Папироска, друг мой ми-и-лай,Как мне тебя не ку-ри-и-ить?Я ку-у-урю,А сердце бьётся,А дым взвива-и-ца кольцом.

Собственный голос убаюкал его, укачал в тихих волнах. Пётр задремал. Синицы, снедаемые любопытством, перепрыгивая с ветки на ветку, приблизились к человеку и заулюлюкали, заговорили о чём-то громко, часто, озабоченно и непонятно.

Однако Петра разбудили не синицы. За Игрицей у Вишнёвого омута раскатисто грохнул винтовочный выстрел, одновременно с выстрелом звонко щёлкнуло о ствол яблони, и красноватая щепка взвилась с тягучим жужжанием, покружилась в воздухе и упала к ногам Михаила Аверьяновича. В соседнем саду, у Рыжовых, раздался короткий девичий вскрик. С минуту стояла тишина. Всё чего-то ждало в немом оцепенении. И потому Харламовы не очень удивились, когда на тропу из-под кустов калины и вишен выскочил человек. Он тяжело бежал, спотыкался, падал, вновь вставал и на ходу хрипло, измученно просил:

– Аверьяныч!.. Укрой… спрячь… Убьют, подлецы…

– Дядя Федя, дядя! – бросился наперерез Пашка. – Иди сюда! Скорей, скорей! Я тебя спрячу – никто не отыщет! – Красный от возбуждения, с горящими глазами, мальчишка тащил Орланина в малинник, где давно и тайно от братьев вырыл землянку, в которой свято хоронил всё своё немалое ребятишье богатство: козны, чугунку, пугач, купленный отцом в Баланде на прошлой осенней ярмарке за четвертак, самодельную шашку, две рогатки, кнут с волосяным хвостиком, подаренный старым и добрым пастухом Вавилычем, и ещё много-многое другое.
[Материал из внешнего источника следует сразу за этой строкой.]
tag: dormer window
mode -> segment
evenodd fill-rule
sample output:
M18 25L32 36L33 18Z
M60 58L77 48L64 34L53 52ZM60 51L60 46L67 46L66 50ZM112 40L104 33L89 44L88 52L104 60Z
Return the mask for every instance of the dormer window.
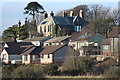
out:
M48 54L48 58L50 58L50 54Z
M7 60L7 55L3 54L3 60Z

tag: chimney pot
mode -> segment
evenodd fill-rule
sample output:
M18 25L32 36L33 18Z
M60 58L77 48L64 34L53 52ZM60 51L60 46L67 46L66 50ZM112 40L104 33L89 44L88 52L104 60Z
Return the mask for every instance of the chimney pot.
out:
M63 16L63 17L67 16L66 11L63 11L63 12L62 12L62 16Z
M51 13L50 13L50 16L52 16L52 17L54 16L54 13L53 13L53 11L51 11Z
M48 17L48 14L47 14L47 13L45 13L45 16L44 16L44 17L45 17L45 19L46 19L46 18Z
M83 18L83 10L80 10L79 16Z

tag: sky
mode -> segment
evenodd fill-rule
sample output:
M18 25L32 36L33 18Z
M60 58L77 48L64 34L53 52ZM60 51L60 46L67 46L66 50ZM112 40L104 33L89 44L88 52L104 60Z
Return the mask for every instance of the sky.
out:
M33 0L32 0L33 1ZM34 0L41 4L50 13L71 9L77 5L102 4L105 7L114 9L118 7L119 0ZM24 23L27 15L23 14L24 8L31 0L1 0L0 1L0 36L8 27L17 24L21 20Z

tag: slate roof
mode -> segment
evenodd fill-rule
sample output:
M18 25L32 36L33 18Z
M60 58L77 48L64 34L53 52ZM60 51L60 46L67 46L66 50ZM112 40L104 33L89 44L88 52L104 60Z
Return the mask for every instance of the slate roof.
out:
M54 45L54 46L44 46L44 47L38 47L33 46L30 47L28 50L24 51L21 55L40 55L40 54L51 54L58 49L62 48L65 45Z
M21 54L27 47L32 46L30 42L7 42L7 48L4 48L8 54Z
M60 27L73 26L73 25L81 25L82 26L87 23L80 16L74 16L74 17L53 16L53 20L57 25L60 25Z
M33 45L31 42L6 42L9 48L18 48Z
M45 41L44 43L62 42L63 40L66 40L68 38L70 38L70 36L54 37L52 39Z
M24 49L25 49L25 47L22 47L22 48L4 48L6 51L7 51L7 53L8 54L21 54L23 51L24 51Z
M76 37L74 37L76 36ZM94 35L82 35L81 33L74 34L71 38L72 41L82 41L87 40L88 42L96 42L98 44L101 44L103 39L106 39L105 36L102 36L101 34L97 33Z
M102 40L106 39L105 36L102 36L101 34L97 33L93 36L90 37L90 39L88 40L89 42L96 42L98 44L101 44Z
M111 40L110 39L103 39L101 42L101 45L110 45L111 44Z
M29 47L27 50L25 50L23 52L23 54L21 55L39 55L40 52L43 50L42 47L40 46L32 46L32 47Z
M118 38L120 34L120 27L113 27L109 34L109 38Z
M43 50L40 52L40 54L51 54L64 46L65 45L44 46Z

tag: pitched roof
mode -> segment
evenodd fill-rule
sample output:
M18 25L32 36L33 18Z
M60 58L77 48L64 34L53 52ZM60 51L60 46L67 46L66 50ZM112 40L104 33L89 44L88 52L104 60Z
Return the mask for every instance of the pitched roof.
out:
M111 40L110 39L103 39L101 42L101 45L110 45L111 44Z
M7 53L8 54L21 54L23 51L24 51L24 49L25 49L25 47L22 47L22 48L4 48L6 51L7 51Z
M16 48L21 46L33 45L31 42L6 42L9 48Z
M23 40L22 42L31 42L31 41L46 41L50 39L51 37L33 37L33 38L27 38Z
M30 42L7 42L8 47L4 48L8 54L21 54L27 47L32 46Z
M51 54L64 46L65 45L44 46L40 54Z
M29 49L25 50L23 54L21 55L40 55L40 54L51 54L58 49L62 48L65 45L54 45L54 46L44 46L44 47L39 47L39 46L33 46L30 47Z
M54 37L50 40L45 41L44 43L52 43L52 42L62 42L63 40L66 40L70 38L70 36L61 36L61 37Z
M43 50L42 47L40 46L32 46L32 47L29 47L27 50L25 50L23 52L23 54L21 55L39 55L40 52Z
M80 16L74 16L74 17L53 16L53 20L57 25L60 25L60 27L62 27L62 26L66 27L66 25L67 26L73 26L73 25L81 25L82 26L87 23Z

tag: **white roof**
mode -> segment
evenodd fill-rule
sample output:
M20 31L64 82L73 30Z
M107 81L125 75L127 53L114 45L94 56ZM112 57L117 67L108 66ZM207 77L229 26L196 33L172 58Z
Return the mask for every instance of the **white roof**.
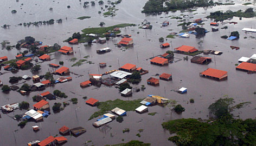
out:
M251 59L256 59L256 54L253 54L251 56Z
M129 88L126 88L126 89L124 89L124 90L123 91L121 92L121 94L126 95L126 94L129 93L130 92L131 92L131 91L132 91L131 89L129 89Z
M146 107L144 105L142 105L139 107L138 107L138 108L136 109L135 110L139 112L141 112L142 111L144 111L147 110L148 108L148 107Z
M123 113L125 112L126 111L124 110L122 110L118 108L116 108L111 110L112 112L117 114L118 115L121 115Z
M239 62L248 62L250 59L250 58L246 57L242 57L239 59L238 59Z
M105 118L100 121L97 121L96 122L93 123L93 125L97 127L100 127L102 125L104 125L107 123L110 122L110 121L112 121L112 118L110 117Z
M125 78L123 78L121 80L120 80L119 81L117 82L116 84L116 85L120 85L122 83L123 83L124 82L126 82L127 81L127 79L125 79Z
M119 78L123 78L127 76L131 75L132 74L128 72L121 71L121 70L118 70L110 74L110 76L114 77L117 77Z
M181 91L181 92L183 92L183 91L185 91L185 90L187 90L187 88L182 87L181 89L178 89L178 91Z
M255 29L243 28L242 29L242 31L250 31L250 32L256 32L256 29Z

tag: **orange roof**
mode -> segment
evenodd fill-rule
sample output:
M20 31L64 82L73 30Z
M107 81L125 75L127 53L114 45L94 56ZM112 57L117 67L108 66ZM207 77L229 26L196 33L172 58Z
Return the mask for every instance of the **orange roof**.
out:
M44 54L42 56L41 56L40 57L39 57L39 58L41 59L47 59L47 58L50 58L50 56L48 55L46 55L46 54Z
M161 58L161 57L156 57L153 58L153 59L152 59L150 61L150 62L155 62L156 63L159 63L159 64L163 64L167 61L168 61L168 59L165 59L165 58Z
M60 49L69 51L70 50L72 50L72 48L69 47L63 46L62 48L60 48Z
M84 82L81 83L80 85L82 85L82 86L86 85L88 85L88 84L91 84L91 83L92 83L92 82L91 82L91 81L89 81L88 80L88 81L85 81Z
M236 68L252 71L256 71L256 64L244 62L241 63L236 67Z
M25 62L24 61L19 60L19 61L16 62L16 63L19 64L22 64L24 63Z
M46 80L46 81L42 81L42 82L41 82L41 83L42 84L47 84L50 83L50 80L49 80L49 79L48 79L48 80Z
M41 101L37 102L37 103L33 105L34 108L36 108L38 109L40 109L41 108L43 107L43 105L49 104L49 102L44 101L44 99L41 100Z
M130 70L135 67L136 68L136 65L134 65L130 63L126 63L124 64L123 67L121 67L121 68L124 69Z
M74 38L73 39L69 41L69 43L76 43L78 42L78 39L77 38Z
M57 141L67 141L68 139L66 138L64 136L61 136L61 137L55 137L55 140Z
M68 129L69 129L69 128L68 127L67 127L65 125L63 125L63 126L62 126L62 127L60 128L60 129L59 129L59 131L60 132L64 132L64 131L66 131L67 130L68 130Z
M51 142L53 142L55 140L54 137L52 136L50 136L48 137L47 137L46 139L44 139L41 142L37 143L38 145L40 146L46 146L47 145L47 144L50 144Z
M22 54L20 54L19 55L17 55L16 56L15 56L16 58L18 58L18 57L22 57L23 56L23 55L22 55Z
M166 74L166 73L163 73L163 74L162 74L162 75L161 75L159 77L161 77L161 78L163 78L168 79L168 78L169 78L170 77L171 77L171 74Z
M206 70L204 70L201 74L206 76L214 77L216 78L220 78L227 73L228 72L226 71L220 70L213 68L209 68Z
M85 102L91 105L94 105L97 102L99 102L99 101L93 98L90 98L89 99L87 100Z
M49 91L46 91L45 92L43 92L43 93L41 93L40 95L42 96L46 96L47 95L48 95L48 94L50 94L50 92Z
M121 41L124 41L124 42L129 42L131 41L132 40L132 38L127 38L127 37L125 37L125 38L122 38L122 39L121 39Z
M183 51L183 52L195 52L197 51L198 50L195 49L195 47L191 47L191 46L188 46L188 45L183 45L181 47L178 47L177 48L175 48L174 49L176 49L177 50L180 51Z
M55 71L56 72L59 74L62 74L64 71L66 71L67 70L69 69L68 68L65 67L62 67L59 69Z
M24 59L24 61L30 61L31 59L32 59L31 58L28 57L28 58L25 58L25 59Z
M163 47L167 47L167 46L169 46L170 44L168 43L164 43L164 44L162 44L162 45L163 45Z
M63 53L67 53L67 52L68 52L68 51L66 51L66 50L61 50L61 49L59 50L58 51L61 52L63 52Z

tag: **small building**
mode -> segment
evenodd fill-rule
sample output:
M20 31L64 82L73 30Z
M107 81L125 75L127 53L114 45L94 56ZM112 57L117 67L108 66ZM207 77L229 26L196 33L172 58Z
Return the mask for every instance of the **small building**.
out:
M191 62L201 64L208 64L212 62L212 58L202 56L195 56L190 59Z
M99 101L93 98L90 98L89 99L87 100L86 102L86 104L91 105L92 106L94 106L99 103Z
M133 39L131 38L125 37L121 39L118 45L122 46L128 46L133 44Z
M181 89L178 89L178 92L181 94L187 92L187 88L182 87Z
M69 69L65 67L62 67L54 72L59 75L64 75L69 73Z
M174 49L174 50L175 50L175 51L177 52L185 53L192 53L198 51L198 50L194 47L185 45L183 45L180 47L176 48Z
M15 57L18 59L18 58L21 58L22 57L23 57L23 55L22 54L18 54Z
M171 74L163 73L159 76L159 78L161 79L169 81L171 79L172 76Z
M39 75L33 76L32 79L34 82L40 82L40 77Z
M121 67L119 69L127 72L132 72L136 69L136 65L126 63Z
M92 124L97 127L99 127L112 121L110 117L104 117L102 120L93 123Z
M59 129L59 132L63 135L66 134L67 133L69 133L69 128L65 125L63 125Z
M113 109L112 109L111 110L111 111L112 112L114 112L115 114L116 114L117 115L119 115L119 116L124 116L125 115L126 115L126 111L124 110L122 110L120 108L116 108Z
M150 63L153 64L163 65L168 64L168 59L159 57L156 57L150 61Z
M82 88L87 87L91 86L91 83L92 83L92 82L88 80L88 81L85 81L84 82L81 83L80 83L80 86Z
M128 96L132 95L132 90L126 88L121 92L121 95L123 96Z
M216 22L211 22L210 23L210 25L212 25L212 26L218 26L219 25L219 23L216 23Z
M142 113L145 111L148 111L149 109L148 107L145 106L144 105L140 105L139 107L135 109L135 111L139 113Z
M55 137L55 142L57 144L61 144L66 142L68 139L66 138L64 136L56 137Z
M169 47L170 47L170 44L168 43L166 43L160 45L160 47L163 48L167 48Z
M50 56L47 54L44 54L39 57L39 59L42 61L50 61Z
M55 138L53 136L50 136L46 139L44 139L41 142L37 143L37 144L39 146L53 145L54 144L55 140Z
M71 48L67 46L62 47L60 50L58 50L58 51L65 55L69 55L73 53L73 47Z
M208 68L200 74L201 76L215 79L218 81L223 80L228 77L228 72L213 68Z
M73 39L70 41L68 42L68 43L71 44L78 44L78 39L77 38L74 38Z
M70 131L73 135L78 135L79 134L86 132L86 130L81 127L78 127L70 129Z
M256 72L256 64L248 62L242 62L238 65L235 69L236 70L247 71L249 73L254 73Z
M50 108L49 102L42 99L41 101L33 105L34 109L35 110L46 109Z
M159 79L150 77L146 80L146 82L149 85L159 85Z

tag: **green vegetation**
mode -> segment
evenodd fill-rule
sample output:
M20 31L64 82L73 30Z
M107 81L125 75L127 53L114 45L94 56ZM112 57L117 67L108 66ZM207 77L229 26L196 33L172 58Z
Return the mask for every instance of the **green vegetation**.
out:
M117 117L117 121L119 123L121 123L123 121L124 121L124 118L122 116L118 116Z
M214 19L215 22L223 21L228 18L232 18L233 17L240 18L252 18L256 16L256 14L253 11L253 8L250 8L246 9L244 12L240 10L236 12L228 10L225 12L217 11L214 12L210 12L210 15L206 18Z
M97 108L100 110L94 112L91 116L89 120L93 118L97 117L100 115L107 113L116 107L118 107L126 111L135 111L138 107L140 106L139 103L142 99L136 99L133 101L123 101L117 99L114 101L107 101L105 102L100 102L97 105Z
M18 107L23 109L28 109L29 108L29 103L25 101L23 101L18 103Z
M10 88L10 87L8 85L4 85L2 87L1 89L2 89L2 91L3 92L6 92L6 91L10 91L10 90L11 89Z
M157 112L150 112L148 114L148 115L150 115L150 116L155 116L156 114L157 114Z
M82 17L78 17L76 19L80 19L80 20L83 20L84 19L88 19L88 18L91 18L90 16L82 16Z

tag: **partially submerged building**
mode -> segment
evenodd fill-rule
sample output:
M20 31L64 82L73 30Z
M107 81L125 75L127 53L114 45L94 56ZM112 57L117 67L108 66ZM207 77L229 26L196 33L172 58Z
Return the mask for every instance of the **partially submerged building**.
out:
M206 77L217 81L223 80L228 77L228 72L213 68L208 68L200 74L200 76Z

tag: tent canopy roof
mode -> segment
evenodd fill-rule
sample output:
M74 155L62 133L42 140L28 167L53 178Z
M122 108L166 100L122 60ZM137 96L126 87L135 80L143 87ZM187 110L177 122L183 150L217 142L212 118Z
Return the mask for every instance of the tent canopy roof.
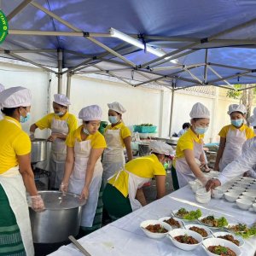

Фёдор Гаврилович с помощью Пашки втиснулся в узкое отверстие, молча протянул оттуда чёрную волосатую руку, сильно пожал Пашкину коленку.

– Спасибо, парень. Теперь закопай-ка меня чем-нибудь.

Пашка вмиг забросал землянку сухими ветвями малины, для большей маскировки несколько кустов воткнул сверху – мол, растут! – и, страшно довольный собою, побежал к шалашу. Туда же направлялись от Игрицы двое вооружённых винтовками – Андрей Савкин и урядник Пивкин.

– Где он, показывай! – встав в двери и закрывая собою свет, спросил Савкин. Ноздри у него раздувались, как у долго скакавшей лошади, из них разымчиво, в такт колыхающейся груди вылетал пар. Борода спуталась и висла мокрыми тёмными клочками. Толстый Пивкин стоял немного поодаль и тоже тяжко, шумно дышал: – Где Орланин? Я тебя спрашиваю!